[124] Das Leben Jesu nach den vier Evangelisten

5. Die Parabeln von dem verlornen Schafe, der verlornen Drachme und dem verlornen Sohne

(Luk. 15, 1-32)

Es näherten sich ihm aber die Zöllner und die Sünder, um ihn zu hören. Da murrten die Pharisäer und die Schriftlehrer und sagten: „Der nimmt Sünder auf und isst mit ihnen.“ Er aber sagte zu ihnen folgendes Gleichnis:

[ Der gute Hirt ]

„Wer von euch, der hundert Schafe hat und eins von ihnen verliert, lässt nicht die neunundneunzig in der Steppe und geht dem verlornen nach, bis er es findet? Und wenn er es gefunden hat, legt er es voll Freude auf seine Schultern, und wenn er nach Hause kommt, ruft er die Freunde und die Nachbarn zusammen und sagt zu ihnen: Freut euch mit mir, denn ich habe mein Schaf gefunden, das verloren war. Ich sage euch: Also wird Freude im Himmel sein über einen einzigen Sünder, der Buße tut, mehr als über neunundneunzig Gerechte, die der Buße nicht bedürfen.

[ Gleichnis von der verlorenen Drachme ]

„Oder welche Frau, die zehn Drachmen besitzt, zündet nicht, wenn sie eine Drachme verliert, ein Licht an und kehrt das Haus und sucht genau nach, bis sie dieselbe gefunden hat? Und wenn sie dieselbe gefunden hat, ruft sie die Freundinnen und die Nachbarinnen zusammen und spricht: Freut euch mit mir; denn ich habe die Drachme gefunden, die ich verloren hatte. Ebenso, sage ich euch, wird Freude bei den Engeln Gottes sein über einen einzigen Sünder, der Buße tut.“

[ Clark Kelly Price (*1945): Der verlorene Sohn ]

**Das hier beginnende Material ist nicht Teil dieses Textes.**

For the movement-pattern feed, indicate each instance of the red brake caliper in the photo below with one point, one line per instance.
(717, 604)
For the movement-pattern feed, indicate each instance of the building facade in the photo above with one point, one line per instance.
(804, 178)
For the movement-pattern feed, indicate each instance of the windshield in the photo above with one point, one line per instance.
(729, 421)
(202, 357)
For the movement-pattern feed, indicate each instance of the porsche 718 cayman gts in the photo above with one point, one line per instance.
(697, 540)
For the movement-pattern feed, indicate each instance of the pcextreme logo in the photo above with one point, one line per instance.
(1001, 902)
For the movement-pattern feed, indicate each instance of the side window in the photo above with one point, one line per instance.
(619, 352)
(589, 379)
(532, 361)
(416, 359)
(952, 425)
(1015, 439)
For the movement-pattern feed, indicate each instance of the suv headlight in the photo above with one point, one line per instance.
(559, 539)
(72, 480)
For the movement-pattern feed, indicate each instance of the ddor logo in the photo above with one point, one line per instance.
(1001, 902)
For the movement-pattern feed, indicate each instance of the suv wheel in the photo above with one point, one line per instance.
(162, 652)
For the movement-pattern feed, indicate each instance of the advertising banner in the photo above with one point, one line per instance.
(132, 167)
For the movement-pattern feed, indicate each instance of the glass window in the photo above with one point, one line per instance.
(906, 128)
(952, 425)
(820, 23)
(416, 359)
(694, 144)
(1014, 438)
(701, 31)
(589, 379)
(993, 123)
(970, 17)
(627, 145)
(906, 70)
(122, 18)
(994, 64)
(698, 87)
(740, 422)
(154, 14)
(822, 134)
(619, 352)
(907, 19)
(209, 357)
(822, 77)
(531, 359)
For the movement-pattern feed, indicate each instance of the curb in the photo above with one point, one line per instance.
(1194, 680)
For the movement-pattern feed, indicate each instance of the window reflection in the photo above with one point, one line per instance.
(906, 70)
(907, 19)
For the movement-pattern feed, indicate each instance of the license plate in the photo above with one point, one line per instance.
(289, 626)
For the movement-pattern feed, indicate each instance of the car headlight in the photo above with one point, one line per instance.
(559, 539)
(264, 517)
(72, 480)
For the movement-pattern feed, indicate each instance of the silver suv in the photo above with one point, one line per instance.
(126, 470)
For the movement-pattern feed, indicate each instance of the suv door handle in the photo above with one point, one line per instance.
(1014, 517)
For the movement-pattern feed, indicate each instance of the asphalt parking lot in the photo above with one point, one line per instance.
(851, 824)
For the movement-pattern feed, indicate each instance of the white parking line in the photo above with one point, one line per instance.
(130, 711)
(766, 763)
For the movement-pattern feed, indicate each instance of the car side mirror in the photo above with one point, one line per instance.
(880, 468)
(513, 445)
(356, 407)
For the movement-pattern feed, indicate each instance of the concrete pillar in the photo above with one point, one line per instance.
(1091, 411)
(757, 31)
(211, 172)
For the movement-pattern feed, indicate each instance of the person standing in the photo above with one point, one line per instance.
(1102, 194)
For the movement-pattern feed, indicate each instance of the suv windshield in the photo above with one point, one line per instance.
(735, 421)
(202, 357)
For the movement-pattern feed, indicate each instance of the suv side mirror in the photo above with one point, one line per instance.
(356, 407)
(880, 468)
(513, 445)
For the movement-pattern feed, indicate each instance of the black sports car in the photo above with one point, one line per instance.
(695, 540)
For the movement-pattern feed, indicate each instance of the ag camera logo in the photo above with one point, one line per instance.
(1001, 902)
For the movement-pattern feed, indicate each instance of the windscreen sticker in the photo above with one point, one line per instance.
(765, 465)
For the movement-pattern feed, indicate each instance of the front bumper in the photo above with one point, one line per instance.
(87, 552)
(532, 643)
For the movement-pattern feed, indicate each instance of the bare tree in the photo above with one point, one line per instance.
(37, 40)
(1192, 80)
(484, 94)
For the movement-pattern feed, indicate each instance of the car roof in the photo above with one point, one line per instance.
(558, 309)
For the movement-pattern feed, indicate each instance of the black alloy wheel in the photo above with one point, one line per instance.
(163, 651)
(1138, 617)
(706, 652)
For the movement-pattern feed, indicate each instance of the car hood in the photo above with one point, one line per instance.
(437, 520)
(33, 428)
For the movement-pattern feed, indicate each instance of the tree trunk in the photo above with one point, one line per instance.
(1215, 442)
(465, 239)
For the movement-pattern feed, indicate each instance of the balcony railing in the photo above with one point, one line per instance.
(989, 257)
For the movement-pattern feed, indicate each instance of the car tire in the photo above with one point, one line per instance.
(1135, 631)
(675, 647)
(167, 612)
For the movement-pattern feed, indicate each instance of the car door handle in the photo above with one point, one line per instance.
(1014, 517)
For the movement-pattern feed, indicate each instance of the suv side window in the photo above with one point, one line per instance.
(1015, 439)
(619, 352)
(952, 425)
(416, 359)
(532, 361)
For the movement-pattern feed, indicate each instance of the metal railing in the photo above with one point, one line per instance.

Er sprach ferner: „Ein Mann hatte zwei Söhne. Der jüngere von ihnen sagte zum Vater: Vater, gib mir den Anteil des Vermögens, der mir zukommt. Da teilte er unter sie das Vermögen. Wenige Tage nachher packte der jüngere Sohn alles zusammen, zog fort in ein fernes Land und verschwendete daselbst sein Vermögen in einem zügellosen Leben. Nachdem er alles aufgezehrt hatte, entstand eine große Hungersnot in jenem Lande, und er fing an, Mangel zu leiden. Nun ging er hin und drängte sich einem Bürger jenes Landes auf. Dieser aber schickte ihn auf seinen Meierhof, die Schweine zu hüten. Und er hätte gern seinen Magen mit den Schötchen gefüllt, welche die Schweine fraßen, aber niemand gab sie ihm.

„Da ging er in sich und sagte: Wie viele Tagelöhner im Hause meines Vaters haben Brot im Überfluss, ich aber gehe hier vor Hunger zu Grunde. Ich will mich aufmachen und zu meinem Vater gehen und zu ihm sagen: Vater, ich habe gesündigt wider den Himmel und vor dir; ich bin nicht mehr wert, dein Sohn zu heißen; halte mich nur wie einen deiner Tagelöhner.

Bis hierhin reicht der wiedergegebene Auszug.